El gobernador con licencia de Sinaloa, Rubén Rocha Moya, envió al Congreso estatal una iniciativa de reforma a la Ley de Transparencia que ha encendido las alarmas de la sociedad civil. Aunque el Ejecutivo justificó la propuesta bajo el argumento de «homologación federal», el análisis técnico revela una serie de cambios que blindarían la información financiera y operativa de su administración.
Puntos críticos de la reforma
La Red Ciudadana por la Integridad y Anticorrupción de Sinaloa (ReCIAS) identificó 20 puntos de preocupación que vulneran el derecho al acceso a la información:
- Reserva de gastos: El Ejecutivo podría reservar comprobantes fiscales y recibos que sustenten el ejercicio del gasto público.
- Ampliación de causales de reserva: Se incluyen conceptos ambiguos como «estabilidad financiera» y «estudios del Estado» para negar información.
- Opacidad en partidos y sindicatos: La iniciativa elimina la obligación de transparentar contratos, montos de financiamiento, listas de aportantes y remuneraciones de dirigentes.
- Plazos y procesos: El tiempo de respuesta a solicitudes aumentaría de 10 a 20 días y se eliminaría el Consejo Consultivo, eliminando la participación ciudadana.
Reacción de la sociedad civil
Organizaciones como Iniciativa Sinaloa, Coparmex y Sabuesos Guerreras han calificado la propuesta como regresiva. El Comité de Participación Ciudadana (CPC) de Sinaloa también señaló la falta de independencia que tendría el organismo garante bajo este nuevo esquema.
“Estos cambios generan riesgos de regresividad y menor control ciudadano sobre el poder público”, advirtió la ReCIAS.

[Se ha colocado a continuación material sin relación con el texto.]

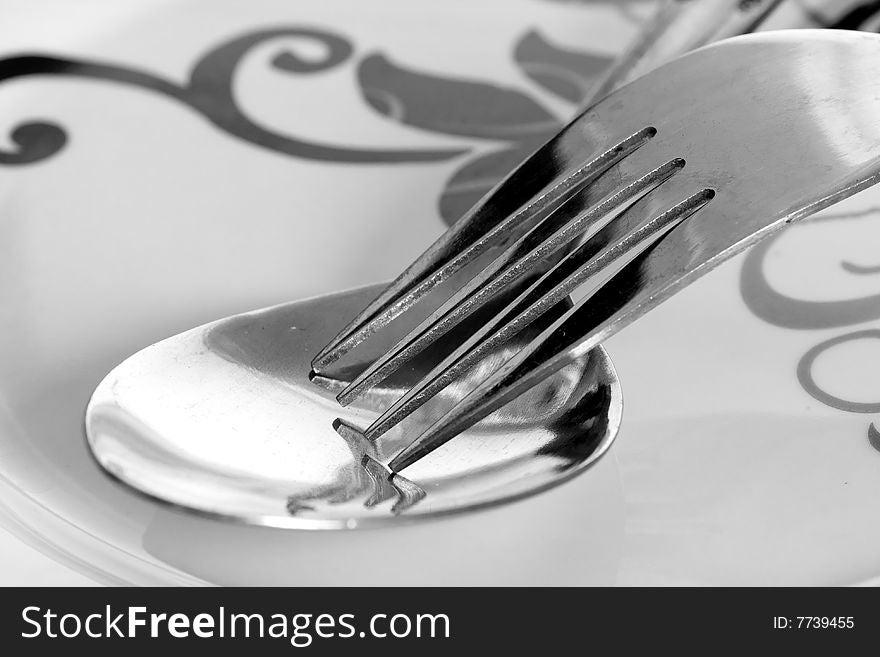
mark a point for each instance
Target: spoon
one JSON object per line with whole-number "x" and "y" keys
{"x": 222, "y": 420}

Contexto político y acusaciones
La iniciativa fue presentada el 16 de abril de 2026 y procesada con inusual rapidez en el Congreso. Sin embargo, el proceso de dictaminación parece haberse ralentizado tras la acusación del gobierno de Estados Unidos contra Rocha Moya y sus colaboradores por presuntos nexos con el narcotráfico.
Entre los señalados destaca Enrique Díaz Vega, exsecretario de Administración y Finanzas, quien ha sido cuestionado por el manejo de préstamos por 4,500 millones de pesos que no han sido transparentados. Actualmente, tanto Rocha Moya como sus principales colaboradores, Enrique Inzunza y Díaz Vega, no han realizado apariciones públicas desde que se dio a conocer el expediente de la Fiscalía de Nueva York.